The Godfather, accompanied by his stockbroker, walks into a room to meet with his accountant. The Godfather asks the accountant, “Where’s the three million bucks you embezzled from me?” The accountant doesn’t answer. The Godfather asks again, “Where’s the three million bucks you embezzled from me?”

The stockbroker interrupts, “Sir, the man is a deaf-mute and cannot understand you, but I can interpret for you.” The Godfather says, “Well, ask him where the @#!* money is.”

The stockbroker, using sign language, asks the accountant where the three million dollars is. The accountant signs back, “I don’t know what you’re talking about.” The stockbroker interprets to the Godfather, “He doesn’t know what you’re talking about.”

The Godfather pulls out a pistol, puts it to the temple of the accountant, cocks the trigger and says, “Ask him again where the @#!* money is!”

The stockbroker signs to the accountant, “He wants to know where it is!” The accountant signs back, “Okay! Okay! The money’s hidden in a suitcase behind the shed in my backyard!”

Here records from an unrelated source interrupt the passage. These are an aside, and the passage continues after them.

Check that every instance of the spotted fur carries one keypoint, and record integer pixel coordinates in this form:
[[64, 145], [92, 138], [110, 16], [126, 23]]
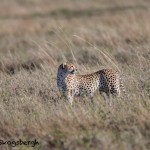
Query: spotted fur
[[70, 84]]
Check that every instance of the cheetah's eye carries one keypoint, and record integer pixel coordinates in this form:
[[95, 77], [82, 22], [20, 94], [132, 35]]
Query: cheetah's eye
[[63, 66]]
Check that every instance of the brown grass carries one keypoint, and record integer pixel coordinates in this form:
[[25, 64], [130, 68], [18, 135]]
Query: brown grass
[[36, 36]]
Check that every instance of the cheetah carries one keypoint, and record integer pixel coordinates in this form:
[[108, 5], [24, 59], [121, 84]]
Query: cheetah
[[70, 84]]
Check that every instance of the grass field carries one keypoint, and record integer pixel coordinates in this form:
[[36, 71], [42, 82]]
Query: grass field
[[36, 36]]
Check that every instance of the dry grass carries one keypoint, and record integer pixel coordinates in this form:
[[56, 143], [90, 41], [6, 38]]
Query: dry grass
[[36, 36]]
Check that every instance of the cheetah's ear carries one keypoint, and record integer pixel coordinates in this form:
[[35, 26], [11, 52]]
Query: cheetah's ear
[[63, 65]]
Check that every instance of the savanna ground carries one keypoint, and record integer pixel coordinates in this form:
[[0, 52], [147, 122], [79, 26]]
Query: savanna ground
[[37, 35]]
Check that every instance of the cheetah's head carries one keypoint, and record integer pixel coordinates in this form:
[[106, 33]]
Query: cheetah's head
[[68, 68]]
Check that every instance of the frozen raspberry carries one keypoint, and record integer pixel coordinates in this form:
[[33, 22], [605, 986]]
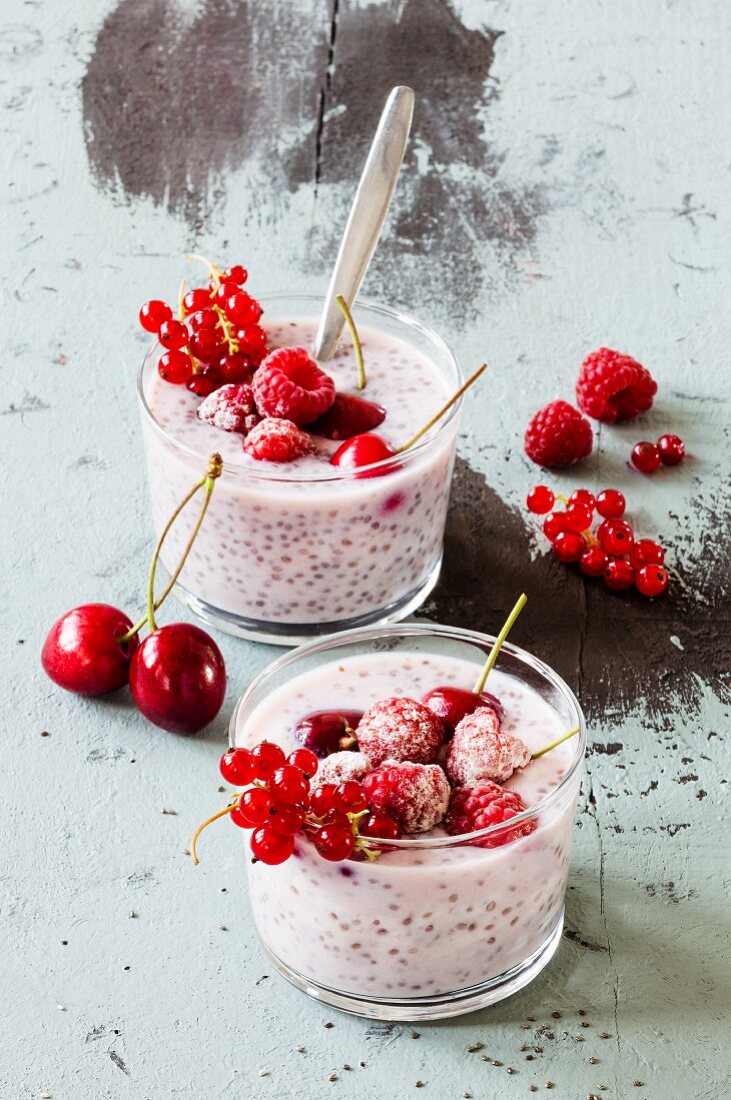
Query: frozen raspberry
[[340, 767], [479, 749], [230, 408], [277, 441], [400, 729], [558, 436], [290, 385], [416, 795], [612, 386], [475, 807]]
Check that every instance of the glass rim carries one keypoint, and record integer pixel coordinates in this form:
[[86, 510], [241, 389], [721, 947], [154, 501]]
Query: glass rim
[[239, 469], [436, 629]]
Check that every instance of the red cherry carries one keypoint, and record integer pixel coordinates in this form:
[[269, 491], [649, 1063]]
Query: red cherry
[[154, 314], [270, 847], [346, 417], [268, 758], [81, 652], [178, 678], [672, 450], [334, 843], [175, 366], [540, 499], [568, 546], [237, 767], [306, 760], [453, 704], [651, 580], [593, 561], [610, 504], [619, 574]]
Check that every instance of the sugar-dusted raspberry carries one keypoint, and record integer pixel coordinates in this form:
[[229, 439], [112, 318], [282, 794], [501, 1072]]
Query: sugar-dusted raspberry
[[401, 729], [558, 436], [479, 750], [289, 384], [230, 408], [612, 386], [477, 807], [276, 440], [340, 767], [416, 795]]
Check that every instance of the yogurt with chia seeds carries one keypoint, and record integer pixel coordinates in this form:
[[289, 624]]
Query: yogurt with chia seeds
[[429, 919], [291, 550]]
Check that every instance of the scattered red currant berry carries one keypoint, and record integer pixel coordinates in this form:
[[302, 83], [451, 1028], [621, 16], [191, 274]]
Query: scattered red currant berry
[[237, 767], [651, 580], [540, 499], [154, 314], [672, 450], [610, 504]]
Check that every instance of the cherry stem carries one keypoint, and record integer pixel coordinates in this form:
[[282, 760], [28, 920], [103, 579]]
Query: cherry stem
[[560, 740], [344, 308], [445, 408], [498, 644]]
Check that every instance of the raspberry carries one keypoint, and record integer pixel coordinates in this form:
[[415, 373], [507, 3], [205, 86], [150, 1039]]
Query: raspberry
[[290, 385], [416, 795], [476, 807], [340, 767], [558, 436], [230, 408], [277, 441], [612, 386], [480, 750], [400, 729]]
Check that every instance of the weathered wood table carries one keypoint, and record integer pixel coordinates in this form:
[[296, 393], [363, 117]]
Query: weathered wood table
[[566, 186]]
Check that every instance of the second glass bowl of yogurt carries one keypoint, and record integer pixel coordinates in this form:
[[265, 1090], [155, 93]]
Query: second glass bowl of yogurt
[[289, 552]]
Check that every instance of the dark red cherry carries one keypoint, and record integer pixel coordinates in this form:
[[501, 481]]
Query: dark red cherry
[[453, 704], [178, 678], [323, 730], [81, 652], [346, 417]]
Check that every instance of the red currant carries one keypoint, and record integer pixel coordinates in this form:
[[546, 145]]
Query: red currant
[[540, 499], [610, 504], [645, 457], [616, 537], [651, 580], [334, 843], [175, 366], [173, 334], [268, 758], [154, 314], [270, 847], [619, 574], [237, 767], [593, 561], [672, 450]]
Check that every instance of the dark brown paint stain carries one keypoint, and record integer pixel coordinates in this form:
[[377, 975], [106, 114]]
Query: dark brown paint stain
[[613, 649]]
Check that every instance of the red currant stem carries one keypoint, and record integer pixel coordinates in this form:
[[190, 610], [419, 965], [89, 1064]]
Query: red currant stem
[[344, 308], [445, 408], [553, 745], [498, 642]]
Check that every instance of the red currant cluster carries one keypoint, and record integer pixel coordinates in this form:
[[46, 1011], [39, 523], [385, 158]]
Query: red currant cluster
[[216, 339], [280, 803], [611, 551]]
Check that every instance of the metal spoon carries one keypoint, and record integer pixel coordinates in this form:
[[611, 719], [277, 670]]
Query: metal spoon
[[367, 215]]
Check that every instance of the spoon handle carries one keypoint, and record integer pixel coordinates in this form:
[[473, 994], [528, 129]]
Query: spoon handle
[[372, 201]]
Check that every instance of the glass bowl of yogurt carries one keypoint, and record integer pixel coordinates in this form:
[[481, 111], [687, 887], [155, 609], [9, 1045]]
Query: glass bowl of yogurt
[[438, 925], [299, 550]]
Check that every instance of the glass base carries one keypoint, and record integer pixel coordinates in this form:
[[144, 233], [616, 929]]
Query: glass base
[[295, 634], [431, 1008]]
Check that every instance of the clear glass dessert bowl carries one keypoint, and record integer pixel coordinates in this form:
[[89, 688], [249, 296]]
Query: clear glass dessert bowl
[[438, 925], [290, 552]]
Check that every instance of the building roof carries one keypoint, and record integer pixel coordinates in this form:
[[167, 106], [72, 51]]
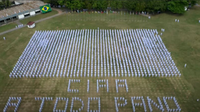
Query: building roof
[[30, 23]]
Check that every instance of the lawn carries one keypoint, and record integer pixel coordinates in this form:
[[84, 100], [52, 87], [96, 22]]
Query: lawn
[[7, 27], [37, 17], [181, 39]]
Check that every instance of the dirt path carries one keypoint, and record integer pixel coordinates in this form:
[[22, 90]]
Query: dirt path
[[59, 13]]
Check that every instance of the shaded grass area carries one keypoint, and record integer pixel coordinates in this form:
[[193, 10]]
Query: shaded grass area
[[181, 39], [37, 17], [7, 27]]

The Godfather says, “Well, what did he say?” The stockbroker interprets to the Godfather, “He says that you don’t have the guts to pull the trigger.”

The Pessimist sees the glass as half empty. The Optimist sees the glass half full. The Stock Market Day Trader JUST ADDS WHISKEY …

Market statistics are like a bikini:

What they reveal is important, what they conceal is vital!